Sono un Bastian contrario


In una società in cui tutti fanno finta di essere qualcosa, che non sono, io sono felice di essere un “vecchio” e di considerarmi estraneo a qualunque conformismo.
Nel periodo in cui ero arrivato a Milano nei primi anni '90 un famoso chirurgo con cui stavo lavorando mi disse che per essere un toscano ero fin troppo ligio al dovere e al lavoro, ma probabilmente per questo motivo ho continuato sempre a fare il mio lavoro con la massima scrupolosità senza mai pensare di potermi approfittare del prossimo, né tanto meno di dare fastidio all'operato degli altri. Invece era un invito chiaro a “rompere le balle” perché altrimenti non ottieni nulla. Quel chirurgo era evidentemente abituato a pensare ai toscani che tendono ad avere una critica molto pungente e tagliente, ma da quel punto di vista io non ero come gli altri toscani che aveva conosciuto. Viceversa sono quello che a Siena viene chiamato il “bastian contrario”, cioè quello che fa esattamente l'opposto di quello che gli viene detto, insomma un anticonformista.
Sembra che nessuno oggi voglia considerarsi vecchio. Sicuramente non lo vuole chi si sottopone ad interventi di chirurgia plastica oppure chi fa di tutto per dimostrare di avere meno anni di quelli che ha per il vestire, il modo di comportarsi, l'atteggiarsi, perfino nel vantare di non avere mai studiato in vita sua. Per essere il paese con minor iscritti all'Università di tutta l'Europa ci possiamo ben vantare che nel nostro paese non ci sia alcun bisogno di studiare alcunché: basta la raccomandazione.

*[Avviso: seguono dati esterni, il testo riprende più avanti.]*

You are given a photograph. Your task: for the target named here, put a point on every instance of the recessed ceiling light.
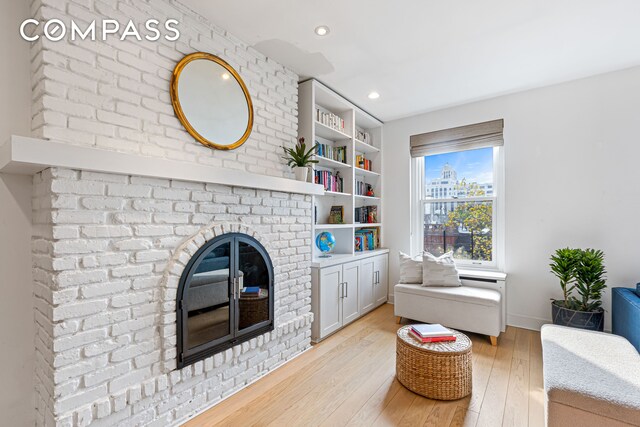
(322, 30)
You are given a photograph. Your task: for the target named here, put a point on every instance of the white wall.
(16, 313)
(572, 154)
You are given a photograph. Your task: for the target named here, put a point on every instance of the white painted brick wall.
(108, 252)
(115, 95)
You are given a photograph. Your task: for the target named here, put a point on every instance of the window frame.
(419, 200)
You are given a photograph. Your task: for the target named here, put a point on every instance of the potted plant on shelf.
(581, 271)
(299, 158)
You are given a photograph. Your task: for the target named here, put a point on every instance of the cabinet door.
(350, 277)
(366, 297)
(330, 299)
(381, 276)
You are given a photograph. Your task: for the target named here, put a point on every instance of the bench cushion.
(591, 371)
(467, 294)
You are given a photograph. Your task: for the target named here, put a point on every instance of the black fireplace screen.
(225, 297)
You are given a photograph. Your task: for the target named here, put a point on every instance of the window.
(456, 199)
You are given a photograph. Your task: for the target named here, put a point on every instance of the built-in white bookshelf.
(329, 119)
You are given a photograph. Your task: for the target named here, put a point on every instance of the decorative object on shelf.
(364, 189)
(329, 181)
(211, 101)
(299, 158)
(339, 154)
(363, 163)
(329, 119)
(582, 271)
(366, 215)
(336, 215)
(325, 242)
(370, 238)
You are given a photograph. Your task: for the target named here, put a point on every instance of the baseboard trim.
(526, 322)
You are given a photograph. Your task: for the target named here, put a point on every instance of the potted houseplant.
(299, 158)
(582, 272)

Tutti vogliono farsi sentire al passo con i tempi che corrono, con la frenesia addosso di essere lasciati ai margini della strada. Se tutto il mondo corre e non si ferma mai nell'utilizzo di macchine, che stanno facendo perdere l'utilizzo della memoria, noi siamo veramente costretti a correre per far finta di essere giovani? E' veramente così semplice prendere informazioni di continuo dai cellulari senza poi avere alcuna capacità di associare i concetti fra loro per crearne di nuovi? Nessuno vuole avere più su di sé gli anni trascorsi e vissuti pericolosamente, le scottature e le gioie vissute in un attimo, le città ed i visi ricordati nello spazio della propria mente? Tutto deve essere sempre documentato burocraticamente come nella peggior amministrazione esistente al mondo senza alcun spazio alternativo per la metafora?
Può sembrare in apparenza che divenire vecchi non implichi lasciar da parte la tecnologia e forse effettivamente è così, però la parola “vecchio” racchiude con sé l'esperienza che nessuna macchina potrà mai darti, il senso di provvisorietà che nessun ingegnere potrà mai spiegarti, la capacità di scegliere che nessun libro potrà mai suggerirti. Perciò vorrei invitare tutti le persone oltre i 50 anni a considerare di essere da esempio con il loro operato per i loro figli e le loro figlie, perché le parole possono essere ambigue nell'interpretazione, ma il gesto non può mai essere sottovalutato, in particolare quello che manifesta lo stile artistico. Questo è lo stile dei vecchi.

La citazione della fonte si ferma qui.